Isabel's mother, Ursula Wolte, is active in cultural exchanges between Austria and China. Her father, Dr Wolfgang Wolte, was the Austrian ambassador to China from 1980-86.

"It was she who organized the first Chinese film retrospective in Austria in 1991. Forty outstanding Chinese films were shown in public cinemas in Vienna for this event. It was the first time that I was exposed to the variety and beauty of Chinese cinema. And, since then, I have been interested in it."

Isabel became involved when her mother initiated and participated in the first Sino-Austrian co-produced film project, On the Other Side of the Bridge, 12 years later. The movie was directed by Hu Mei and released in 2003. This experience inspired her to study the Chinese language and Chinese cinema.

That year, she moved to China to work as executive director of her own film company, China Film Consult Wolte KG. The enterprise specializes in consultancies related to Chinese cinema, and exchanges between Europe and China.

She tried to analyze Chinese film using the culture's philosophy in her first three years in the country but found it too difficult.

"I realized that Chinese philosophy is much too complex," she says.

"I could never fully understand it without studying classical Chinese language and reading the original philosophical works. Even then, it would take many more years of study and research."
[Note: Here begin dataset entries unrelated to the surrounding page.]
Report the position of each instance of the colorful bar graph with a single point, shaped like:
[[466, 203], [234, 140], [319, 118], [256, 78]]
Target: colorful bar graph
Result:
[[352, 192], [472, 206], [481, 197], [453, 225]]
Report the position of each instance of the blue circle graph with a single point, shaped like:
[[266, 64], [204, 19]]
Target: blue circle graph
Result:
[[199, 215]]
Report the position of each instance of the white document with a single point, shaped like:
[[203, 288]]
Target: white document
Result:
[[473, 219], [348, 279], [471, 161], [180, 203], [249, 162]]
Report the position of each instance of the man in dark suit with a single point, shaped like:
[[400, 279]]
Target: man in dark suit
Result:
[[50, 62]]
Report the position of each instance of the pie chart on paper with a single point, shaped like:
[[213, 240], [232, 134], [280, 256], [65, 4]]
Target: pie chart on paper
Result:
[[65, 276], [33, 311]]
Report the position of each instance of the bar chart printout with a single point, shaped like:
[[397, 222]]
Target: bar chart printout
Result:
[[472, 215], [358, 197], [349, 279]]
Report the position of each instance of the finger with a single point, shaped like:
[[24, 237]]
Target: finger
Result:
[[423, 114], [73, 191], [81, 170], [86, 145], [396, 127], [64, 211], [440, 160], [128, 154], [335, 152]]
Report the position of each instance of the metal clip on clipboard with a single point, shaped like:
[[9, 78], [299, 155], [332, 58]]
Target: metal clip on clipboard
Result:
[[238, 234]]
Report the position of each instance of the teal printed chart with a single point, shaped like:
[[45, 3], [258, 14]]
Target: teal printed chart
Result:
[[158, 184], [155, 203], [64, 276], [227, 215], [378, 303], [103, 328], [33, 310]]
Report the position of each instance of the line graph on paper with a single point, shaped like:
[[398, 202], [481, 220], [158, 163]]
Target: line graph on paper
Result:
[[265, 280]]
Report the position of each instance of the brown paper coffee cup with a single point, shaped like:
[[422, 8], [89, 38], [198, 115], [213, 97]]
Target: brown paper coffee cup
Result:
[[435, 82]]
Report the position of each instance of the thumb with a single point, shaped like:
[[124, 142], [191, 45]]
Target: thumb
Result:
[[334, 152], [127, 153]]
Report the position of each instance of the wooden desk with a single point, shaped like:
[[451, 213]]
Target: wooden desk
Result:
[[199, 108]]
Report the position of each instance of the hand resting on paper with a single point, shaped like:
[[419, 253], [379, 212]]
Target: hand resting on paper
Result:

In 2006, she enrolled in a PhD program at Beijing Film Academy.

"I knew my time was limited, but, at the same time, I was not willing to base my research on English summaries of Chinese philosophical strands," she recalls.

"So, I decided it was better to choose a topic that I could research in the given amount of time, and that would use the advantages I had as a European. A topic which compared non-Chinese with Chinese cultural aspects was well suited to me as a foreigner."

Wolte chose to study Chinese films adapted from foreign literature, comparing storylines, intents, moralities and political purposes.

"All adaptations involved rewriting the story in a completely Chinese setting," she says.

"If you did not know that these films were based on non-Chinese literature, you would never have guessed."

Wolte believes they should be viewed as cross-cultural appropriations, rather than literary adaptations.

"The original works were all nationalized for the Chinese screen - in some cases almost beyond recognition," she says.

"Various aspects from the culture of the original work that go beyond the story plot, such as moral values, ideology and aesthetics, are transplanted into the guest culture. To varying degrees, these elements are endorsed, discarded or altered."